The International Organization for the Study of Inflammatory Bowel Diseases (IOIBD) is the only international worldwide organization devoted to these chronic and sometimes disabling diseases involving different parts of the gastrointestinal tract. The mission of the IOIBD is to promote the health of people with IBD worldwide by setting the direction for patient care, education and research. This is in particular the case for those countries where the diseases are just evolving. Task forces of IOIBD promote scientific developments by designing non commercial clinical studies. Grants are provided for innovative start-up projects and large scale trials not receiving funds otherwise due to lack of economic or political interest. Travel grants are given to young scientists from countries with evolving IBD. The organization furthermore aims at developing clear definitions of the different manifestations of IBD as well as for the targets and endpoints of treatment in practice and research, in particular in clinical trials.
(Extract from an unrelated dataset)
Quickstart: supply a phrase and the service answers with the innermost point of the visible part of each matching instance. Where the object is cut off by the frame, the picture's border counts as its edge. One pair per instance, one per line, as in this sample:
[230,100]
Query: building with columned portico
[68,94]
The long-term goal of IOIBD is to contribute to the elucidation of the cause of these still relatively new diseases and finally to the development of a causal and curative treatment, thereby making its existence unnecessary.
Mission Statement
To promote the health of people with IBD worldwide by setting the direction for patient care, education and research.
Upcoming meetings:
11-14 April 2013, New York (USA)
03-06 April 2014, Amsterdam (The Netherlands)
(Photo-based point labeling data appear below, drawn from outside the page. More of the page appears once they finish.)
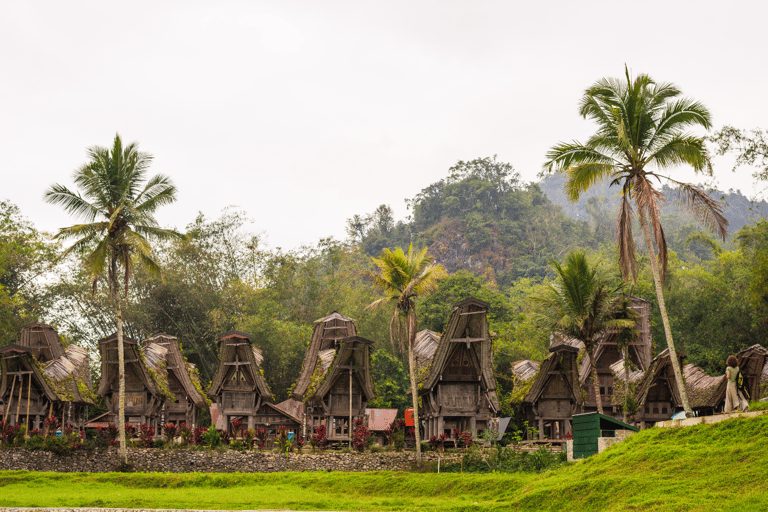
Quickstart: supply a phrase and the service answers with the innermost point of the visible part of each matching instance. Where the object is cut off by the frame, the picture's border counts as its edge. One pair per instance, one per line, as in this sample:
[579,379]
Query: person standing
[733,398]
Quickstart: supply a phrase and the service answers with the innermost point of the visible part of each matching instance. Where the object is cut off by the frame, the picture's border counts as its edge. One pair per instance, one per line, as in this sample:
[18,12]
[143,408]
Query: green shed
[588,427]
March/April 2015, Montreal (Canada)
With sadness we have learned of the passing of our member Bryan Warren, GI Pathologist. We remember Bryan as a lovely man and a wonderful friend and colleague.
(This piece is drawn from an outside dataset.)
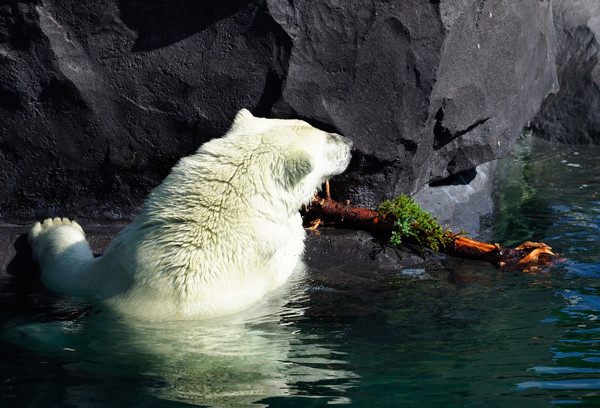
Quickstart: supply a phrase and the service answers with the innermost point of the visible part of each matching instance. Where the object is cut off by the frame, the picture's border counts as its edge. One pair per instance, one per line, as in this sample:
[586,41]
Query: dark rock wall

His supreme talent was in teaching. He organised and facilitated seminal courses even as a trainee in Bristol, especially the “Cut-up course”, then unique in UK pathology. Anyone who has sat in a Bryan Warren lecture will remember his style and his dynamism with particular fondness.
Although teaching, training and research were central to his professional life, he was also an administrator and organiser of consummate skill. He was Meetings Secretary to both the Association of Clinical Pathologists and the BDIAP and an elected member of the Pathological Society Committee. Always highly innovative. In 2010, the BDIAP awarded him its Cunningham Medal in recognition of his huge contribution to that Society. He also had major involvement in the British Society of Gastroenterology, having been an elected member of Council and served as both Chairman and Secretary of the Pathology Section of the BSG, the leading body for GI pathology in the UK . He was also just one of three pathologists worldwide invited to become a member of the International Organisation of Inflammatory Bowel Diseases (IOIBD) and chaired the Pathology Task Force. Several of his publications had their origin in this select group.
We will all miss his peerless enthusiasm and his extraordinary appetite for work. He leaves behind a vast legacy of original papers, chapters and books. Although highly important to him, Bryan’s life was not just about gastroenterological pathology. He had strong family bonds and our thoughts and prayers go out to Tracy, his wife, and to Scott and Emma, his step-children, to whom he was very close.